Бисалиев схватился за голову.
— И я, я соучастник. Ведь обе банки в красном секторе! Да и в других секторах ловушки ставили…
— Пиши докладную. А я передам ее куда следует — в управление.
— Нет, погоди… Надо в этом деле основательно разобраться.
— Вот-вот. А также осмотреться, выждать, затаиться. Все вы такие, — Матвей с треском бросил на карту карандаш. — Пошли лучше жахнем.
Бисалиев покорно поплелся за ним.
— Ну а спецконтроль?
— Не раз его прихватывал. Он или напоит контролера до посинения, а потом набьет его торбу консервами, или отбрешется: туман, непогода, не сориентировался.
— Курвин сын! Да кто ж такому поверит?
— Надо, потому и верят. Кому охота рапортовать о недоперевыполнении? Все начальство снизу доверху пламенем горит. Вон «Тухачевский», «Постышев» щепетильничают, промышляют в строго отведенных секторах и — горят с планом. Кого мылят в хвост и гриву — их или Винни-Пуха?

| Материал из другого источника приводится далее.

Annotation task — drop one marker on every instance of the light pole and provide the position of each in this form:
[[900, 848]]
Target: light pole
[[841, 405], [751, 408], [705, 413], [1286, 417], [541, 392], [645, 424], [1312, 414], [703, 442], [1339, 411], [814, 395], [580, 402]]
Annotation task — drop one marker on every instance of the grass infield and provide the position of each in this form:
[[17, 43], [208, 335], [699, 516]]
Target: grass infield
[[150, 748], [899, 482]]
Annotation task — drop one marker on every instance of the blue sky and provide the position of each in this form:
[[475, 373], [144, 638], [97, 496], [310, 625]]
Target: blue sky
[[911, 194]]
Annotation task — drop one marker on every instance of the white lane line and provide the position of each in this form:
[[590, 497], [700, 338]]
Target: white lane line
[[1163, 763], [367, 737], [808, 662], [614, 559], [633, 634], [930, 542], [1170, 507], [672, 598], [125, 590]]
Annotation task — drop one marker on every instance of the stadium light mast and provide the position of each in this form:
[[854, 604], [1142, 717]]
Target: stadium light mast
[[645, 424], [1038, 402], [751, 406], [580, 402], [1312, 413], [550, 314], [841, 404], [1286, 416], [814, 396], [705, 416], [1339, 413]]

— Но ведь так всего краба выгребем. Что нашим внукам останется, даже детям?
— Эк, куда хватанул. Тебе самому-то много остается? Ежели пару банок для тебя стянут, то поставишь на праздничный стол. Главное сейчас — рапорт. Вот и жуй этот рапорт.
— Но ты-то молчать не будешь?
— Сам знаешь, не одного сукиного кота вывел на чистую воду. Но кому интересно? Если бы Винни-Пух не был удобен верхам, его в один миг давно сдули бы с мостика. А так… рассказывай, слезами обливайся… в упор не слышат. Рассказал я одному приезжему щелкоперу, он сразу учуял, что пахнет паленым, за голову схватился, по каюте забегал. «Нет, нет, не может быть! Я на сорока флотилиях побывал, нигде пьянства, разврата и жульничества не видел! Как же вы крабов ловите и до сих пор не потонули? Не может быть!» Так и повторял, как заведенный: «Не может быть!» Эх! Чтобы поверить, нужно проверить. А как такой обалдуй проверит? Ему ведь даже не стыдно было вякать: побывал на сорока флотилиях! Нет, все-таки великий человек был Потемкин: как изобрел свои деревни, так до сих пор и стоят незыблемо. Из картона, да крепче, чем из бетона! «Он побывал…» А я трублю безвылазно и все вижу не с картонного фасада, а с изнанки. Да меня самого на прицеле держат. А ты еще помочь отказываешься…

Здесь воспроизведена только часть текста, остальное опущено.